Spring Time Use: Black pepper enhances the bioavailability of curcumin, the active compound of turmeric so it is beneficial to use turmeric and black pepper together. Use black pepper to flavor soups, stews, vegetables and rice. Garnish over salads or fresh juices and sparkle any dish with freshly ground black pepper.

Green Cardamom: Cardamom, also known as Elaichi in Sanskrit, is regarded as the queen of spices and contains cineole, its active antioxidant compound. Cardamom stimulates agni without aggravating pitta and clears excess kapha from the stomach. It is also helpful in clearing cough associated with mucous. Cardamom refreshes the breath; is excellent to soothe sore throats and eases sinus infections. It has a delicately pleasant aroma and flavor and can be enjoyed in sweet and savory dishes.

Spring Time Use: Cardamom is an excellent antidote to the mucous generating quality of dairy products. Add to warm milk, tea and other dairy products. Add ground cardamom when making rice or simply sprinkle it over your fruit salad. Cardamom is a great spice to bake as well. Try adding cardamom to cookies, cupcakes and fruit desserts in spring season to brighten up the flavor of your baked goods.

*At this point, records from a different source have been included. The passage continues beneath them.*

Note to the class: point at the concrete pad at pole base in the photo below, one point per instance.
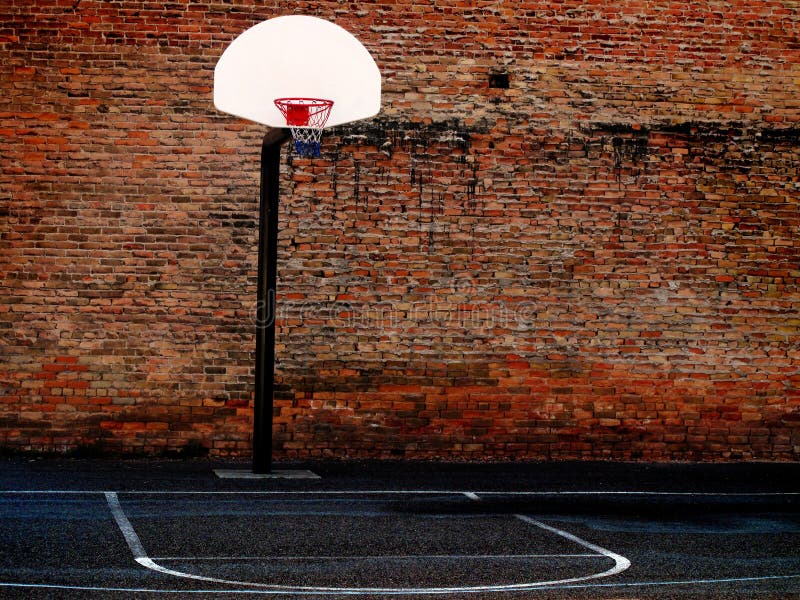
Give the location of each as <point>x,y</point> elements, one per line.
<point>276,474</point>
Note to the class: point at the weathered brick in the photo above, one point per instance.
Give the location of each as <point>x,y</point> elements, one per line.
<point>598,262</point>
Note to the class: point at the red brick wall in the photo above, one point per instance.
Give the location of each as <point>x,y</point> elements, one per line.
<point>600,261</point>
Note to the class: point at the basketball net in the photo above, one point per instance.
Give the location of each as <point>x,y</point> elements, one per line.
<point>306,118</point>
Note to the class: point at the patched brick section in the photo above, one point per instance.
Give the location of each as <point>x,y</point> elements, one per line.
<point>599,260</point>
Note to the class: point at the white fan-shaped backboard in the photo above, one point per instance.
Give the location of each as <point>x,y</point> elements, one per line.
<point>296,56</point>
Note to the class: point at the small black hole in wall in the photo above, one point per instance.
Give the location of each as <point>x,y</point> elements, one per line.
<point>499,80</point>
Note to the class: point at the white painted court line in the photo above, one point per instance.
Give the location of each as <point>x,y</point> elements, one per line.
<point>376,558</point>
<point>140,556</point>
<point>204,592</point>
<point>262,591</point>
<point>467,493</point>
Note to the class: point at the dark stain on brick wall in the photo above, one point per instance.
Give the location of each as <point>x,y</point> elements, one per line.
<point>598,258</point>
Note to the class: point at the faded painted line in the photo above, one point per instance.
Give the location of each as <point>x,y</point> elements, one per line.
<point>140,556</point>
<point>595,585</point>
<point>620,562</point>
<point>376,558</point>
<point>133,541</point>
<point>467,493</point>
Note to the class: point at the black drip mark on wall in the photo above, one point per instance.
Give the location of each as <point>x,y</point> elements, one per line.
<point>334,156</point>
<point>472,185</point>
<point>356,181</point>
<point>633,150</point>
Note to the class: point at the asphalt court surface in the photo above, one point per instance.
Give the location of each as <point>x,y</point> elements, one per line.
<point>89,529</point>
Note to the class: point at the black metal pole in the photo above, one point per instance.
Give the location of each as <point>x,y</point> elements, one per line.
<point>265,300</point>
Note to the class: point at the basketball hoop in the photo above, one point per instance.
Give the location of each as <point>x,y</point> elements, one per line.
<point>306,117</point>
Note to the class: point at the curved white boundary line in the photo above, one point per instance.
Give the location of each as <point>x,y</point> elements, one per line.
<point>629,584</point>
<point>140,556</point>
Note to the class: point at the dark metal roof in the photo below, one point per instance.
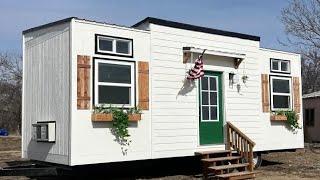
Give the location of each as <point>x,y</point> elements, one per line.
<point>196,28</point>
<point>48,25</point>
<point>160,22</point>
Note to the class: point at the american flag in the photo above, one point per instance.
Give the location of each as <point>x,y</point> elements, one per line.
<point>197,70</point>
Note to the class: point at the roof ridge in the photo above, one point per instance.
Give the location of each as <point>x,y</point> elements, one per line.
<point>196,28</point>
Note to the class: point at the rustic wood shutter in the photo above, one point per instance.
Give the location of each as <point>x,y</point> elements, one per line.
<point>296,94</point>
<point>83,82</point>
<point>265,93</point>
<point>143,81</point>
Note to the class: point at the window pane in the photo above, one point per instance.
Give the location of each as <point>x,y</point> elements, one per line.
<point>213,111</point>
<point>213,84</point>
<point>114,95</point>
<point>281,101</point>
<point>204,83</point>
<point>213,98</point>
<point>312,117</point>
<point>114,73</point>
<point>105,44</point>
<point>275,65</point>
<point>281,86</point>
<point>205,99</point>
<point>284,66</point>
<point>205,113</point>
<point>123,47</point>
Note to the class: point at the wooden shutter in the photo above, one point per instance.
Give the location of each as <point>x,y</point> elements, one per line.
<point>83,82</point>
<point>265,93</point>
<point>143,81</point>
<point>296,94</point>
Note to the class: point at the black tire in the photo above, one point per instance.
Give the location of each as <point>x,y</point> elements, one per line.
<point>257,160</point>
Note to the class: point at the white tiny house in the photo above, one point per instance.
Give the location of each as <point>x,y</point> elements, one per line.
<point>72,65</point>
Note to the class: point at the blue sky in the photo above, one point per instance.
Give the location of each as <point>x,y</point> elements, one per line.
<point>254,17</point>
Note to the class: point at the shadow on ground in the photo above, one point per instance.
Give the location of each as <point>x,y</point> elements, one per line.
<point>146,169</point>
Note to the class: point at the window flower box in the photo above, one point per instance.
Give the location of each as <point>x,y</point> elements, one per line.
<point>101,117</point>
<point>134,117</point>
<point>107,117</point>
<point>278,118</point>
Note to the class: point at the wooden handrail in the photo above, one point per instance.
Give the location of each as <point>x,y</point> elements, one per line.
<point>238,141</point>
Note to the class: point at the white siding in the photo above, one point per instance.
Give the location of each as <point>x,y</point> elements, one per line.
<point>93,142</point>
<point>276,134</point>
<point>46,91</point>
<point>175,115</point>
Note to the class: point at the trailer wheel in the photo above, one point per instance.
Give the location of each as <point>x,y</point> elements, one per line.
<point>257,160</point>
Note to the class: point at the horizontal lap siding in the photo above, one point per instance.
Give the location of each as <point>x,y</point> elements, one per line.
<point>46,92</point>
<point>175,115</point>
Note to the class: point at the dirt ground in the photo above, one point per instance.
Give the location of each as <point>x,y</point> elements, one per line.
<point>302,164</point>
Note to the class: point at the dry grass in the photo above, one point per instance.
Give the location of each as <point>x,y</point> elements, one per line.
<point>302,164</point>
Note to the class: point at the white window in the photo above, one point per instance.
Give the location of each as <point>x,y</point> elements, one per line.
<point>281,66</point>
<point>113,46</point>
<point>281,98</point>
<point>114,83</point>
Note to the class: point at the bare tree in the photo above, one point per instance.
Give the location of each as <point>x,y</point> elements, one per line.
<point>10,91</point>
<point>302,25</point>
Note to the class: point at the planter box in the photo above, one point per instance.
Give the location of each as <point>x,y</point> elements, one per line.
<point>278,118</point>
<point>134,117</point>
<point>102,117</point>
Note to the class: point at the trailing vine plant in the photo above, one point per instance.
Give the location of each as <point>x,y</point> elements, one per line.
<point>120,123</point>
<point>292,119</point>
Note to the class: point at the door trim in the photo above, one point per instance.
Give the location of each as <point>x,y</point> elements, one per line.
<point>223,107</point>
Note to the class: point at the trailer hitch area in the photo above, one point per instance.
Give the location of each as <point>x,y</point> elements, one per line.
<point>32,170</point>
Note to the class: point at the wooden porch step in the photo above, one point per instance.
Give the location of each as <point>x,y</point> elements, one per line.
<point>237,175</point>
<point>229,166</point>
<point>227,158</point>
<point>212,152</point>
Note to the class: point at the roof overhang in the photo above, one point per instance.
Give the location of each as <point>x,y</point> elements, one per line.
<point>188,53</point>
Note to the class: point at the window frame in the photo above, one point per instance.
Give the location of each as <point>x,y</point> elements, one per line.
<point>280,94</point>
<point>114,46</point>
<point>279,65</point>
<point>96,82</point>
<point>309,122</point>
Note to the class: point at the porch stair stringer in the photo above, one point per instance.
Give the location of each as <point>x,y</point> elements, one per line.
<point>236,162</point>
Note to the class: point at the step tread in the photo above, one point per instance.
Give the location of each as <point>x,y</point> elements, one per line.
<point>221,158</point>
<point>234,174</point>
<point>229,166</point>
<point>212,152</point>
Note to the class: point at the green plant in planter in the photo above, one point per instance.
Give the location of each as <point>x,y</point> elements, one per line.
<point>134,110</point>
<point>120,125</point>
<point>103,108</point>
<point>292,120</point>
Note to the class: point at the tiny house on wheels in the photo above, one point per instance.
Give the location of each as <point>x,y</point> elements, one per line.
<point>74,66</point>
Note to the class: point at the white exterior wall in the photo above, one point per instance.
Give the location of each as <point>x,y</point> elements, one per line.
<point>46,91</point>
<point>276,135</point>
<point>175,117</point>
<point>170,128</point>
<point>92,142</point>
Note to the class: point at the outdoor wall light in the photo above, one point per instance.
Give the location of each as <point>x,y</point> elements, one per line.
<point>233,78</point>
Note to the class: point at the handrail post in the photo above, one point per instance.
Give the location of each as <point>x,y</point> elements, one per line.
<point>228,138</point>
<point>250,157</point>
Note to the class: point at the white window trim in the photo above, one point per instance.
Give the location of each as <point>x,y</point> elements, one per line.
<point>114,45</point>
<point>97,83</point>
<point>217,89</point>
<point>279,66</point>
<point>280,94</point>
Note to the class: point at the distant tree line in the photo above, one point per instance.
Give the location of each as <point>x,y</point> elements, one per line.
<point>10,92</point>
<point>302,25</point>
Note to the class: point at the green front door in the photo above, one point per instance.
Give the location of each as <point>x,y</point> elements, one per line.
<point>211,109</point>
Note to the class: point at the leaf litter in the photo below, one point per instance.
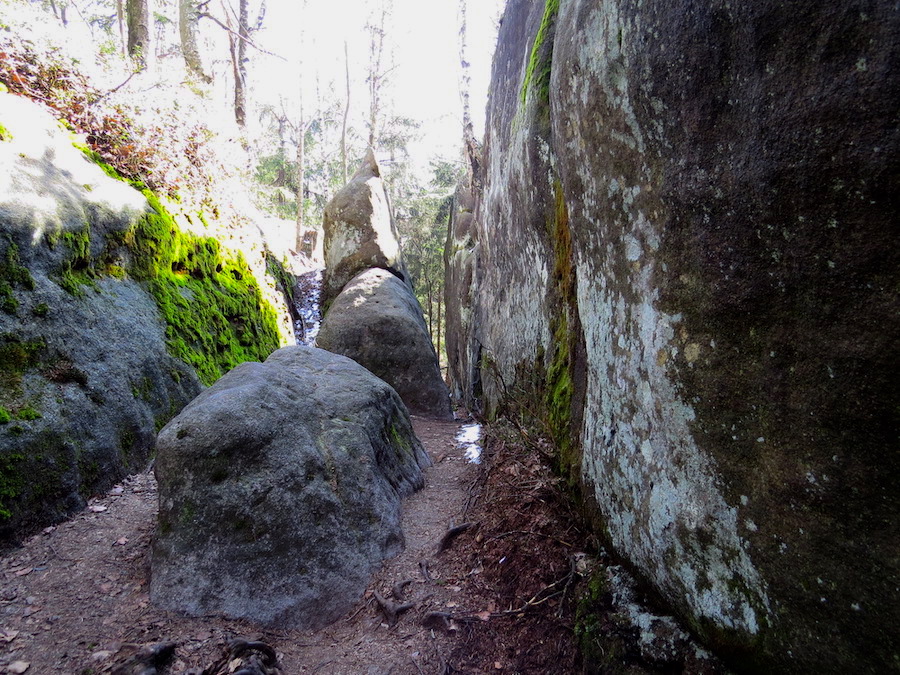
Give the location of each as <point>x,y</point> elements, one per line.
<point>499,594</point>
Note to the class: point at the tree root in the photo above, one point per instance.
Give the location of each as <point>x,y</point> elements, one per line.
<point>246,658</point>
<point>423,567</point>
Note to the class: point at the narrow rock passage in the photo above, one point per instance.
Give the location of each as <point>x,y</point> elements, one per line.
<point>74,598</point>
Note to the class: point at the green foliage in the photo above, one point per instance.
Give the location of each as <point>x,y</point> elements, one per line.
<point>537,73</point>
<point>12,275</point>
<point>16,356</point>
<point>28,414</point>
<point>215,315</point>
<point>77,270</point>
<point>12,480</point>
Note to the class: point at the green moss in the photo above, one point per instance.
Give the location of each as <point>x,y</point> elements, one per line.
<point>16,356</point>
<point>13,275</point>
<point>537,73</point>
<point>28,414</point>
<point>560,370</point>
<point>12,481</point>
<point>78,269</point>
<point>215,314</point>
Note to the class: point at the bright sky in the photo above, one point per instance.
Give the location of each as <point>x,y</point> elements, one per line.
<point>424,39</point>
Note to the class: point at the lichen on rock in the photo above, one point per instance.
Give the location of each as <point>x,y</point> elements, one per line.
<point>280,490</point>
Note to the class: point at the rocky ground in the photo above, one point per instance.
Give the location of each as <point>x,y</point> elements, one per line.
<point>493,579</point>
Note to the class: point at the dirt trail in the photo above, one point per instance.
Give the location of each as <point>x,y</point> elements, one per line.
<point>509,595</point>
<point>74,598</point>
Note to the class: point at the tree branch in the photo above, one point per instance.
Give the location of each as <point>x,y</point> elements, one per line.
<point>207,15</point>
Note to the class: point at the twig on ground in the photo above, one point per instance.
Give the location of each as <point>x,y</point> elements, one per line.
<point>451,534</point>
<point>392,610</point>
<point>398,588</point>
<point>536,534</point>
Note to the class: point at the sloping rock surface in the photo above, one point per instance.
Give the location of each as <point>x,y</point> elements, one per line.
<point>85,378</point>
<point>280,490</point>
<point>687,255</point>
<point>359,230</point>
<point>377,322</point>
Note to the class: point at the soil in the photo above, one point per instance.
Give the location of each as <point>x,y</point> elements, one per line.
<point>502,596</point>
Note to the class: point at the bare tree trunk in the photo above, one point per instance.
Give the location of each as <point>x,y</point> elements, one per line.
<point>188,18</point>
<point>346,115</point>
<point>301,178</point>
<point>430,314</point>
<point>437,345</point>
<point>139,25</point>
<point>376,76</point>
<point>465,83</point>
<point>120,16</point>
<point>240,76</point>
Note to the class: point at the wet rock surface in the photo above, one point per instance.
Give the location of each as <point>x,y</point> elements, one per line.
<point>377,322</point>
<point>280,489</point>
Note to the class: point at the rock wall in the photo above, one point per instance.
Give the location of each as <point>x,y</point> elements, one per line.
<point>110,319</point>
<point>686,244</point>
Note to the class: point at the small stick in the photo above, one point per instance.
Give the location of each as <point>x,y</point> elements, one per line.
<point>392,610</point>
<point>452,534</point>
<point>397,589</point>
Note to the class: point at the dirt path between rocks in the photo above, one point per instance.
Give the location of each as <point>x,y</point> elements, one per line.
<point>74,598</point>
<point>505,596</point>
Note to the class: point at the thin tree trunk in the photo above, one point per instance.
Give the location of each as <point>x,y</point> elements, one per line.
<point>430,314</point>
<point>301,177</point>
<point>240,80</point>
<point>139,41</point>
<point>376,52</point>
<point>438,345</point>
<point>465,77</point>
<point>188,19</point>
<point>120,16</point>
<point>346,115</point>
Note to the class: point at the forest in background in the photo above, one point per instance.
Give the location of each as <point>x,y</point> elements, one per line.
<point>166,92</point>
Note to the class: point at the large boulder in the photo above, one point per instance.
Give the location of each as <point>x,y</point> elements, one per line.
<point>687,235</point>
<point>359,230</point>
<point>280,489</point>
<point>86,379</point>
<point>377,322</point>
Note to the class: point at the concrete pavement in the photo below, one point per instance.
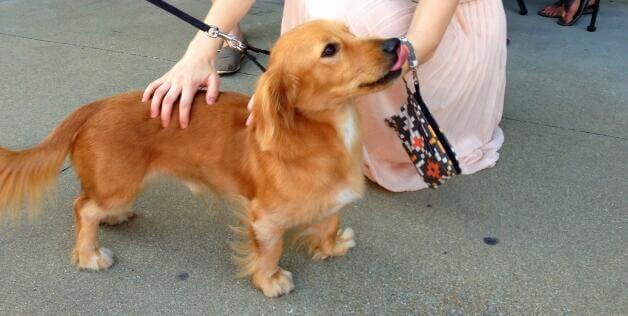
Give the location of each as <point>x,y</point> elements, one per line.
<point>556,200</point>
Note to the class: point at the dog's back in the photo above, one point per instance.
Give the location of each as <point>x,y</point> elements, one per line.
<point>98,134</point>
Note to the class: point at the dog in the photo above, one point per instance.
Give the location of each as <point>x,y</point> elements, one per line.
<point>296,166</point>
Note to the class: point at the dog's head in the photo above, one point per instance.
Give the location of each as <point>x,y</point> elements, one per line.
<point>320,66</point>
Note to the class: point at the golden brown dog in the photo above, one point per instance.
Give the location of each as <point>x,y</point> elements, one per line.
<point>297,165</point>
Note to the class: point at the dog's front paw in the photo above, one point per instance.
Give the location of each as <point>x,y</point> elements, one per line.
<point>279,283</point>
<point>100,259</point>
<point>344,241</point>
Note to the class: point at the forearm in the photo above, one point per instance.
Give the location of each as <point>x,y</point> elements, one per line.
<point>429,24</point>
<point>225,14</point>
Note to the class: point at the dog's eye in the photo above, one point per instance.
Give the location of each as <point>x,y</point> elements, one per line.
<point>330,50</point>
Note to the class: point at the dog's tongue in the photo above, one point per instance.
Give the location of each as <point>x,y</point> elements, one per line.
<point>402,55</point>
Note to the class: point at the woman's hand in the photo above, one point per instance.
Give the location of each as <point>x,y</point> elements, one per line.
<point>183,80</point>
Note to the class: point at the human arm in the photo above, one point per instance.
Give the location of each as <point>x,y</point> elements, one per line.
<point>429,23</point>
<point>196,68</point>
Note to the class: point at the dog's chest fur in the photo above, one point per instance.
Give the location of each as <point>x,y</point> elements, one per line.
<point>349,129</point>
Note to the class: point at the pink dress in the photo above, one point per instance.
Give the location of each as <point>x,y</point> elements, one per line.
<point>463,84</point>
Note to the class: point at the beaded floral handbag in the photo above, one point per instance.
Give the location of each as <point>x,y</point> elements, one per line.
<point>422,138</point>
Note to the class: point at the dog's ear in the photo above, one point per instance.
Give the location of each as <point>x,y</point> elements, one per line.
<point>273,107</point>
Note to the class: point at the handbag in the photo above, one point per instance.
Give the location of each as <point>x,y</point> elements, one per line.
<point>422,138</point>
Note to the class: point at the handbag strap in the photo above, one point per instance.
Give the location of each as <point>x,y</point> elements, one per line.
<point>413,61</point>
<point>413,64</point>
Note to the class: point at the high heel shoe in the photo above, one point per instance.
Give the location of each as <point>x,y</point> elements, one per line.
<point>568,5</point>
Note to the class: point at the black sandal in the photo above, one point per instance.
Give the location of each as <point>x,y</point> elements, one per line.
<point>556,4</point>
<point>568,4</point>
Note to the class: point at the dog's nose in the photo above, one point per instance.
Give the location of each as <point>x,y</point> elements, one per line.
<point>390,45</point>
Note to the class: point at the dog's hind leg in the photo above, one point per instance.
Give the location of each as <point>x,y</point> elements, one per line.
<point>325,239</point>
<point>88,214</point>
<point>87,253</point>
<point>119,215</point>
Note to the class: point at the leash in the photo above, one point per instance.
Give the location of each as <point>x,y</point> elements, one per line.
<point>213,31</point>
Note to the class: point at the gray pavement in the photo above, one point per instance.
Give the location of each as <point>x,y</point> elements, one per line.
<point>557,199</point>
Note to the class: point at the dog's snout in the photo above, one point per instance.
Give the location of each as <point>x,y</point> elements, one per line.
<point>390,45</point>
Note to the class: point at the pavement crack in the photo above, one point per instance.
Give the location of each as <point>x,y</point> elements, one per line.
<point>564,128</point>
<point>88,47</point>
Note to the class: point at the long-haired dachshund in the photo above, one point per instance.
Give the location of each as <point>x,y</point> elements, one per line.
<point>296,166</point>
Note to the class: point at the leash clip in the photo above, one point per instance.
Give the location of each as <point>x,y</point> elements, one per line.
<point>232,41</point>
<point>413,62</point>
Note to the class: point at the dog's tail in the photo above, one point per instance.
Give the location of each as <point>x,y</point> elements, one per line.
<point>25,175</point>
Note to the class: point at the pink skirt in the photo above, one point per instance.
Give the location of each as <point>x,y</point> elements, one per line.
<point>463,84</point>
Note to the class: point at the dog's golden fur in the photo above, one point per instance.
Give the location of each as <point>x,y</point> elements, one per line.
<point>297,165</point>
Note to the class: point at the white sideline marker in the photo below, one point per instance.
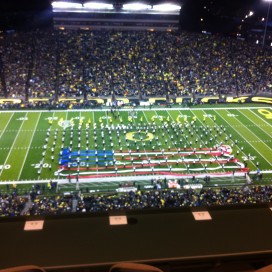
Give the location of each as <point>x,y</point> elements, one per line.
<point>202,216</point>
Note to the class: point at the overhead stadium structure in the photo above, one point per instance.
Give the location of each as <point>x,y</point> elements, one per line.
<point>93,15</point>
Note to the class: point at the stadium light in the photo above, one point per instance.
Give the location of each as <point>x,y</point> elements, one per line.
<point>66,5</point>
<point>267,18</point>
<point>166,7</point>
<point>96,5</point>
<point>136,6</point>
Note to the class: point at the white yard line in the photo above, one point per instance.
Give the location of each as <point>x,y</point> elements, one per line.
<point>260,118</point>
<point>13,144</point>
<point>252,133</point>
<point>147,109</point>
<point>243,137</point>
<point>29,145</point>
<point>256,125</point>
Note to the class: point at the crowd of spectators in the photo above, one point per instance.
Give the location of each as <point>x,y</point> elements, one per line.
<point>38,204</point>
<point>78,63</point>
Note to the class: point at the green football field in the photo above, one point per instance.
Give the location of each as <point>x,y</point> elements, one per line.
<point>90,144</point>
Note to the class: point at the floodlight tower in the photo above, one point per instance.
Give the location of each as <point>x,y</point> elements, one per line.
<point>266,22</point>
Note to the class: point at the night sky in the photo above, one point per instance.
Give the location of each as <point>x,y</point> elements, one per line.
<point>222,16</point>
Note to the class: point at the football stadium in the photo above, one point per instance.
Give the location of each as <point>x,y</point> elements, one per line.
<point>116,110</point>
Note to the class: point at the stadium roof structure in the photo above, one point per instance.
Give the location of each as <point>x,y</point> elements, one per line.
<point>143,7</point>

Complimenting food with spices allows us to take full advantage of nature’s best form of healing intelligence. We know that spices are used for culinary flavor enhancement, but in Ayurveda, spices play a critical role in promoting health and overall digestion. These five super spices are excellent when used daily during spring to counterbalance the kapha qualities and help boost overall immune health all season long.